Option 1: “How It Works”

Choose a scientific or natural concept, process, design, phenomena, etc. and explain how it works in terms appropriate for a magazine or newspaper audience. You might want to look at the history of scientific discoveries related to your topic, analogies, graphics, etc. Examples include:

§  Drinking water

§  Suspension bridges

§  Ocean acidification

§  Cave formation

§  Mountain formation

§  Black holes

§  Global warming

§  etc.

Option 2: “How To”

Choose an activity, occupation, lesson, etc. and describe how to accomplish it. Write as if your audience knows nothing about the task. How does one start? What are things to keep in mind? Warnings or cautions? This does not have to be about a scientific subject, just something involving action: how to catch a fish, how to ski/climb/camp/etc., how to build a snowman. This is a literary angle used in both nonfiction and fiction.

Suggested reading:

  • William Zinsser, “Science and Technology” chapter, On Writing Well (30th Anniversary ed.)
  • L. Rust Hill, “How to Eat an Ice Cream Cone,” Fierce Pajamas: The New Yorker Anthology of Humor Writing
  • “Explanatory Writing,” A Field Guide to Science Writing (2nd ed.)
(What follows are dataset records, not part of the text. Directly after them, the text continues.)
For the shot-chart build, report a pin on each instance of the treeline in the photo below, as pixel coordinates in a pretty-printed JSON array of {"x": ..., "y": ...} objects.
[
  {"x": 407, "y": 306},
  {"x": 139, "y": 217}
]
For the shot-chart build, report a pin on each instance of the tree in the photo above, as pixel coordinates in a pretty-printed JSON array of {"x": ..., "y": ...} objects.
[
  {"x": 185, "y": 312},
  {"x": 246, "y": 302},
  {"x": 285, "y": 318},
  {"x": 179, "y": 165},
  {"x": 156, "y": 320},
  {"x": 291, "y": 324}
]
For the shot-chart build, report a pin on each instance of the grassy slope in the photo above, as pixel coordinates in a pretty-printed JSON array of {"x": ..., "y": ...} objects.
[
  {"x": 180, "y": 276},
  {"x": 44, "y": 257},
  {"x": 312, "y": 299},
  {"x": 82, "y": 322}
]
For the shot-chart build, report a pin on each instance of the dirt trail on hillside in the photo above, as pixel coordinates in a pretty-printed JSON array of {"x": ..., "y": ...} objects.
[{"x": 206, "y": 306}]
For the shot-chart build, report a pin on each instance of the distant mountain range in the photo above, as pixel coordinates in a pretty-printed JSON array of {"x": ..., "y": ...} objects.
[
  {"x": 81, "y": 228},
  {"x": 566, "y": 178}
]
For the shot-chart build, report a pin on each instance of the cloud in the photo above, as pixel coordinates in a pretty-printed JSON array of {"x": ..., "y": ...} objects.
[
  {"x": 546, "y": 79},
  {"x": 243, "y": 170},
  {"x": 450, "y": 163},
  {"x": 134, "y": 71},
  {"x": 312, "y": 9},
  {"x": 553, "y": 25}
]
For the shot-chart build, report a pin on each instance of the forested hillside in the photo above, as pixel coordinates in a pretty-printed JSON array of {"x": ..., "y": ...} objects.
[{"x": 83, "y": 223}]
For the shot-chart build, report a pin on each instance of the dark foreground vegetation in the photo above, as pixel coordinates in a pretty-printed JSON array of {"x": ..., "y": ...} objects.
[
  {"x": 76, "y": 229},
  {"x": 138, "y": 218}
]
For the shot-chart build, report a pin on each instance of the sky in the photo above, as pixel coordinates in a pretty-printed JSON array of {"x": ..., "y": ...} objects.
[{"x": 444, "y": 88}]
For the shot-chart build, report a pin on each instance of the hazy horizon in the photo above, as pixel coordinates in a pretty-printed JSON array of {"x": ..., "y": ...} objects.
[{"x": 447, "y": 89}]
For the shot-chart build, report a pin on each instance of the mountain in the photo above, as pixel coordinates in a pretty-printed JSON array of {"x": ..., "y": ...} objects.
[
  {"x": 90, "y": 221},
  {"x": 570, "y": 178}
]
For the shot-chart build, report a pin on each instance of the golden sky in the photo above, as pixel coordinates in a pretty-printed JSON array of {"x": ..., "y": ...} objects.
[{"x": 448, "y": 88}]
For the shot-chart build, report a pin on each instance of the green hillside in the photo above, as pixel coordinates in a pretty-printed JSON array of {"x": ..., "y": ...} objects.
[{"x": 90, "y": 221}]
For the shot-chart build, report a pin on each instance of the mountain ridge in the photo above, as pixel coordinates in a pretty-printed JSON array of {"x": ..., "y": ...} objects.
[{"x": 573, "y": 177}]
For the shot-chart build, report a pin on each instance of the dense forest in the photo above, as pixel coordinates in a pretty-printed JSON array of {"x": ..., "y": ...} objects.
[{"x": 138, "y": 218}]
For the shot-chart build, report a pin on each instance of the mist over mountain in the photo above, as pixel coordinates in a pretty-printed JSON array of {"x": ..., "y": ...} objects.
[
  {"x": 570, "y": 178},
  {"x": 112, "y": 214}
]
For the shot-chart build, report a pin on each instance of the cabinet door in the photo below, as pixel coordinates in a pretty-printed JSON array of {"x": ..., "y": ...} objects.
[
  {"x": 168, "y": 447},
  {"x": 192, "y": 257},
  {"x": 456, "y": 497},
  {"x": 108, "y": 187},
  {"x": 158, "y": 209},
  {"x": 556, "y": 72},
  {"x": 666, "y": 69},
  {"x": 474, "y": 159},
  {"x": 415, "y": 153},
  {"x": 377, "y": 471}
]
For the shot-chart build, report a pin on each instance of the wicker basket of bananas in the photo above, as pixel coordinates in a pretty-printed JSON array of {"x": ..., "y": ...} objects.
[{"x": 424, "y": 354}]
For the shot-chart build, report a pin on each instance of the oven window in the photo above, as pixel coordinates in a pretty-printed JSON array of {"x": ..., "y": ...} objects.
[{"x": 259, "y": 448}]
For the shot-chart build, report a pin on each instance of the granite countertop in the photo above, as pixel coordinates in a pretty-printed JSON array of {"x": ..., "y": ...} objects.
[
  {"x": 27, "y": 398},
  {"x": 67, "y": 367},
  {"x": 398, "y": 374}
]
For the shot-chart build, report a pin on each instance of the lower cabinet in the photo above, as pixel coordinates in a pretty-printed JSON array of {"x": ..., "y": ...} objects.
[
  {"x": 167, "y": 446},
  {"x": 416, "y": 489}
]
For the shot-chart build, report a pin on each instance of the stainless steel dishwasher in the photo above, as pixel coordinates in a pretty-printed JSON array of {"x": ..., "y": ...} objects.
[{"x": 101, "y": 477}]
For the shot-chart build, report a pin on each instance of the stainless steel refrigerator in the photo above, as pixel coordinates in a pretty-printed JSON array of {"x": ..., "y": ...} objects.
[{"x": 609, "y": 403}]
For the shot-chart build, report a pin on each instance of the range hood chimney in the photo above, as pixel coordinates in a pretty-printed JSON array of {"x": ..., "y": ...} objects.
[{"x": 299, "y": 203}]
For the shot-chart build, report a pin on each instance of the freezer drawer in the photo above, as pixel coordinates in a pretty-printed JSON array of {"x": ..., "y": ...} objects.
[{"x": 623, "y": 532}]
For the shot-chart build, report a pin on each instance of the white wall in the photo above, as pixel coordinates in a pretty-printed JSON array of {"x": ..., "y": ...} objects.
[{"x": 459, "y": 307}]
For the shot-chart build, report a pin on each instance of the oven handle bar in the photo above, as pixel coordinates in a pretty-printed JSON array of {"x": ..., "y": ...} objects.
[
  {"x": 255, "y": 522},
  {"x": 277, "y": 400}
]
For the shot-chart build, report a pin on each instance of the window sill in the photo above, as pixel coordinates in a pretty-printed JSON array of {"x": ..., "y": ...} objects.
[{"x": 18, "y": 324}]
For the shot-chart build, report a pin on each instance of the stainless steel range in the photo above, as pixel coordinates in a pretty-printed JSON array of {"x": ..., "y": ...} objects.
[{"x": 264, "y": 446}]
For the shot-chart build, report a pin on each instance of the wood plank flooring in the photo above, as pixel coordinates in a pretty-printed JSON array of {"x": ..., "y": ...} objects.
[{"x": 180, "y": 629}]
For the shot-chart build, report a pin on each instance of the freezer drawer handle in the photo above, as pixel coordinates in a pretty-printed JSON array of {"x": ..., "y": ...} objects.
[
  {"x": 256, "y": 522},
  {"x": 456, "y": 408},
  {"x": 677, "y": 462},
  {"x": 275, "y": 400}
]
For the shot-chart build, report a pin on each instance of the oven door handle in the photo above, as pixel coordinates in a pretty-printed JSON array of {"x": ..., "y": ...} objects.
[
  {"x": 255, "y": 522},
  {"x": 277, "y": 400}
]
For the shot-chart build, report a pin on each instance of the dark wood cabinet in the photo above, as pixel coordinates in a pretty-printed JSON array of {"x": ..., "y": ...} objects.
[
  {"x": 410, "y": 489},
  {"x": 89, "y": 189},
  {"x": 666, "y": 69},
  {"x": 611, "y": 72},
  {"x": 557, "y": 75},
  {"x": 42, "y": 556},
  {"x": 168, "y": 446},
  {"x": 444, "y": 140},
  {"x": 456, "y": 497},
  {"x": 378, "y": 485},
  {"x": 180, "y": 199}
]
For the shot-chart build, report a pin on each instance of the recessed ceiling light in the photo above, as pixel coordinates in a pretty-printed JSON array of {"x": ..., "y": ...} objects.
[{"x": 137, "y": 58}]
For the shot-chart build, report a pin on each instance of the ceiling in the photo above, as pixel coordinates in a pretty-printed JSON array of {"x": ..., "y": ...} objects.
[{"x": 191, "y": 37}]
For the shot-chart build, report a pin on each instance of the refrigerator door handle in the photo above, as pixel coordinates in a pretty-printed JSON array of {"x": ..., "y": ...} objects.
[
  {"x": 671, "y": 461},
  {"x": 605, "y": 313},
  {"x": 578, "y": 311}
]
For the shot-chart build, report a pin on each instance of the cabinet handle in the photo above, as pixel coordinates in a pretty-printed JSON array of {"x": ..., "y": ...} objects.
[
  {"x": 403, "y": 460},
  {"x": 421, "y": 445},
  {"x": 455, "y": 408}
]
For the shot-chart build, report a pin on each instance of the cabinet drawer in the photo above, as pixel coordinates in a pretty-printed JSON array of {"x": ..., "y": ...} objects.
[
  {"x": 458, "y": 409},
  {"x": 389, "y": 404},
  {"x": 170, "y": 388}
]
Please share your favorite examples of How-To and How-It-Works stories in the comments!

What’s your relationship with science?

Most people do not go to school to become scientists, and most Americans don’t have science education beyond high school. So when I ask, “What is your relationship with science?” you might think of using microscopes to study pond water in seventh-grade, or your weird chemistry teacher in high school who liked to make Bunsen burner jokes, or a science fair for which you made a solar system out of Styrofoam balls. Try to recall your involvement with science throughout your lifetime. Did you love it, or hate it? Were you kept in a classroom or allowed to go outside to explore? When you hear the word “science,” what comes to mind?

ASSIGNMENT: Write 500 words on “My Relationship with Science.” Please submit to me via email or in hard copy on January 26.